All the great times I have spent with my family and close friends and all the great new friends I have made over the last year really can't be described in this blog or my online photo albums. I wish I had more time to tell everyone about everything I have done in detail, but I am still not very good at organizing my time and squashing my procrastination habits.
So, on to what everyone wants to hear about - ANTARCTICA!!!!
So, where to begin? First of all, I am NOT in Alaska. That is at the top of the world. I am in ANTARCTICA. It is at the bottom of the world. This is where the South Pole is.

I have not been there yet, but am itching something bad to get there. They have a right of passage at the South Pole called the 300 club. In the winter, it gets down to and below
-100 degrees Fahrenheit. They also have a sauna that can reach 200 degrees Fahrenheit. The only clothing you are allowed to wear is a pair of boots and a scarf on your neck and you’re off! Run naked from the sauna out to the pole (yes, there is a pole in the ground) run around it, and run back to the sauna before you get frostbite in places you REALLY don’t want it and hope you don’t get hypothermia in the process. The answer is yes. I would do it in a heartbeat.
Joe, if you are on Antarctica and not at the South pole, where are you? Well, that is a good question. Antarctica is not owned by any one nation and has been dedicated to scientific research by the entire world. 45 nations have a stake in the ice down here and work together for the most part. I am stationed at McMurdo Station, Antarctica.

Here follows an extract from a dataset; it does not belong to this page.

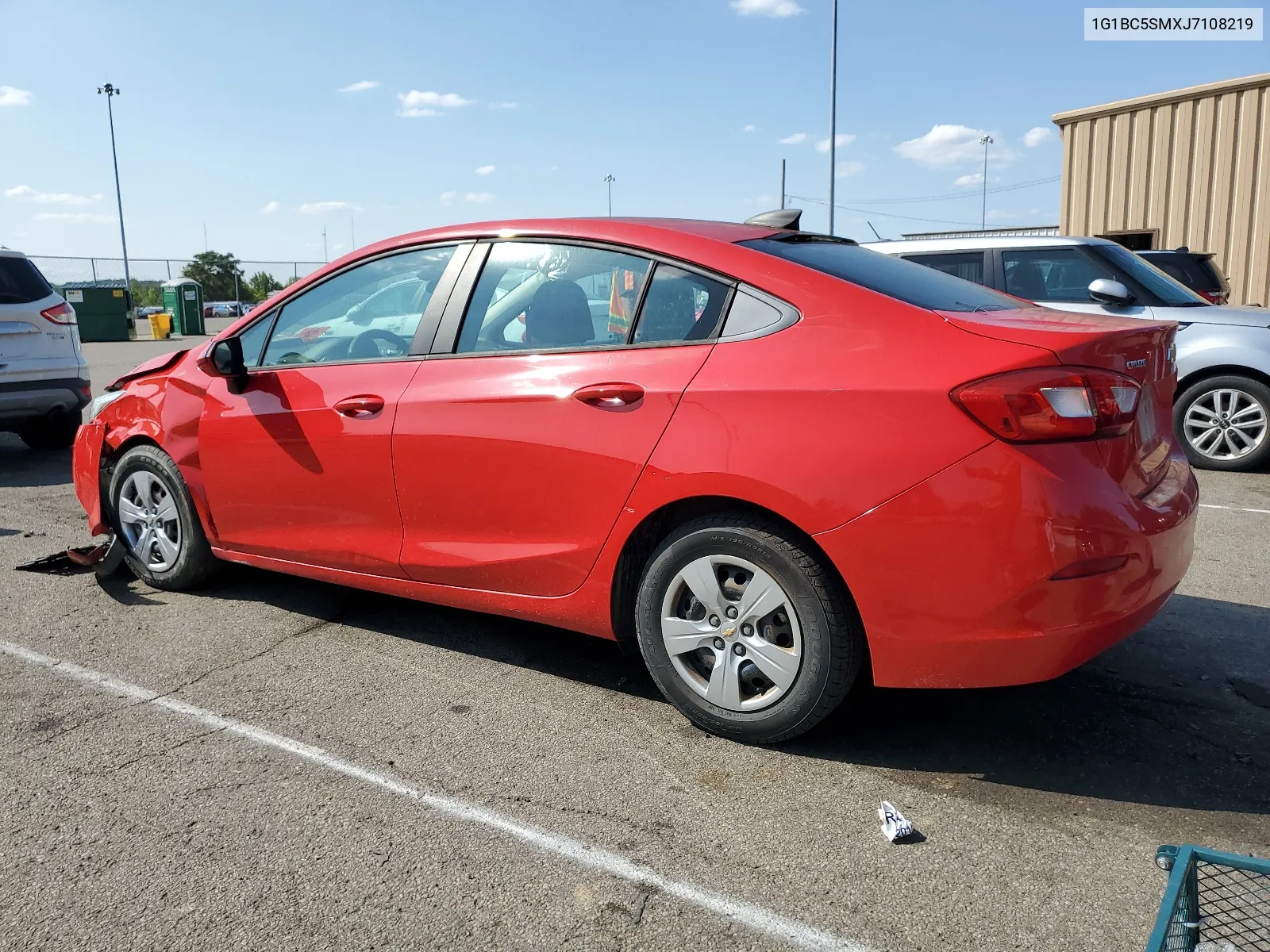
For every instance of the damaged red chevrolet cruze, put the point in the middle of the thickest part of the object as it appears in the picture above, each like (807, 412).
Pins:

Joe, why are you there? Aside from my personal adventurous endeavors, I am here to assist the scientists. I have a position of a Dining Attendant. Yeah, yeah. Big deal. It’s not glamorous. I am way over qualified to do the job I do, but so are all the people I work with. Every day, I sit down to a meal with engineers, archeologists, financiers, and people from every walk of life I never knew existed and they are all working next to me serving food and making sure all the happy people here, stay fat and happy. People will do anything to get down here for the experience and no matter what job they get, be it janitor, dish washer, helicopter pilot, or scientist, they are happy and 100% glad they did it. I for one, wouldn’t take back my decision for anything. There are thirty thousand or so applicants or so every year and I am one of the lucky ones.